Em Durham, na Carolina do Norte, grupos que contestam a presença dos monumentos ligados à escravidão não esperaram uma decisão das autoridades e derrubaram, com uma corda, a estátua de um soldado confederado na noite de segunda (14).

Quatro pessoas foram detidas sob a acusação de participação em motim para destruição de propriedade. "Se as pessoas decidem que querem remover uma estátua como essa, isso deveria ser seu direito", disse o Partido Mundial dos Trabalhadores, em nota em defesa de uma das acusadas, que é integrante do grupo.

Pelo menos 60 símbolos confederados já foram removidos ou renomeados pelo país desde 2015, quando o assunto ganhou notoriedade após um supremacista branco matar nove negros em uma igreja em Charleston, na Carolina do Sul. Depois disso, a bandeira confederada foi retirada da frente da sede do Legislativo na capital do Estado.

Ainda há mais de 700 monumentos confederados nos EUA, segundo a organização Southern Poverty Law Center.

A jornalistas, nesta quarta, a prefeita de Baltimore disse que acelerou a retirada das estátuas e ordenou as operações de madrugada para "proteger a cidade". "Com o clima do país, é importante agirmos rápido e silenciosamente", afirmou Pugh. A prefeita faz parte dos quase 65% da população de Baltimore que é negra.

Além da estátua dos generais Lee e Jackson, foram retiradas uma que representava soldados confederados anônimos e outra que homenageava mulheres que lutaram pelos confederados na Guerra Civil.

No pedestal do primeiro, o Monumento aos Soldados e Marinheiros Confederados, ainda se podia ver, nesta quarta, marcas deixadas por manifestantes: tinta vermelha espalhada, imitando sangue, e adesivos do movimento "Black Lives Matter" (vidas negras importam).

No lugar do quarto monumento retirado, o do membro da Suprema Corte Roger B. Taney —que em 1857, determinou que nem mesmo negros livres poderiam se tornar cidadãos americanos—, um morador colocou um cartaz com uma cronologia que lembrava a controversa decisão de Taney.


MONUMENTOS CONFEDERADOS EM XEQUE
Algumas cidades já iniciaram a retirada das estátuas, outras debatem o que fazer; entenda quem são os personagens homenageados em monumentos por todo o país

Robert E. Lee (1807-1870)
Exímio estrategista militar, o general foi vencido na famosa batalha de Gettysburg. Sua rendição é considerada o marco inicial da derrota dos confederados.p(erramos).

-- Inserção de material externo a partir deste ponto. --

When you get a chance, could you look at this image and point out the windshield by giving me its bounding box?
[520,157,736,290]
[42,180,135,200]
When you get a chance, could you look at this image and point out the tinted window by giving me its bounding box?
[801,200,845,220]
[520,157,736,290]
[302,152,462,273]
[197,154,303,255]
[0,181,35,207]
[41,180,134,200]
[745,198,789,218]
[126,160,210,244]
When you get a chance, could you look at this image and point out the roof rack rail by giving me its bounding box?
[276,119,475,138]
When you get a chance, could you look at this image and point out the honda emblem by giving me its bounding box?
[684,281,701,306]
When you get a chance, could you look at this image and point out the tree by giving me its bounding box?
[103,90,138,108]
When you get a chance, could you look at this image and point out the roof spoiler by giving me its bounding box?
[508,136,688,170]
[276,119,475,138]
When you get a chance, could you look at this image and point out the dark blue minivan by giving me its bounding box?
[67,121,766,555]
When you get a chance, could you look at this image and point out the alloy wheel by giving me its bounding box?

Thomas "Stonewall" Jackson (1824-1863)
Subordinado a Lee, é reconhecido por suas habilidades de comando. Ganhou o apelido "parede de pedra" pela posição defensiva de suas tropas em uma batalha.

Jefferson Davis (1808-1889)
Foi ministro da Guerra, senador e general do exército do Estado de Mississippi. Em 1861, foi escolhido presidente da Confederação, cargo que ocupou até 1865.


'MADRE LUZ'

Mas foi o espaço deixado pela remoção do monumento aos generais que chamou mais atenção. Durante todo o dia, pessoas passaram para tirar fotos e deixar mensagens de apoio a Pugh.

"Querida prefeita, 69 anos atrás quando eu tinha 9 anos, eu estava vestida em um vestido amarelo () e fui conduzida para deixar rosas amarelas no pedestal durante a inauguração da estátua. Hoje deixo rosas no pedestal em homenagem à Prefeitura por sua decisão sábia e discreta", dizia o trecho de uma carta deixada no local pela moradora Clarinda Harriss.

O artista plástico Pablo Mattioli, 40, que fez a escultura com jornais que agora ocupa o lugar da estátua dos generais diz esperar que a obra, batizada de "Madre Luz" e iniciada em 2015, ajude "a mudar alguma coisa". "Queria que ela mostrasse o valor da paz, da liberdade e do respeito", disse à Folha logo após a sua instalação.

Para a escritora Stephanie Podue, 31, uma das moradoras que foi conferir nesta quarta como havia ficado o local sem a estátua dos generais, o monumento já não representava o "espírito" de Maryland. "E ela não tinha sido colocada aqui para lembrar a história, mas porque uma pessoa quis homenagear os generais", disse.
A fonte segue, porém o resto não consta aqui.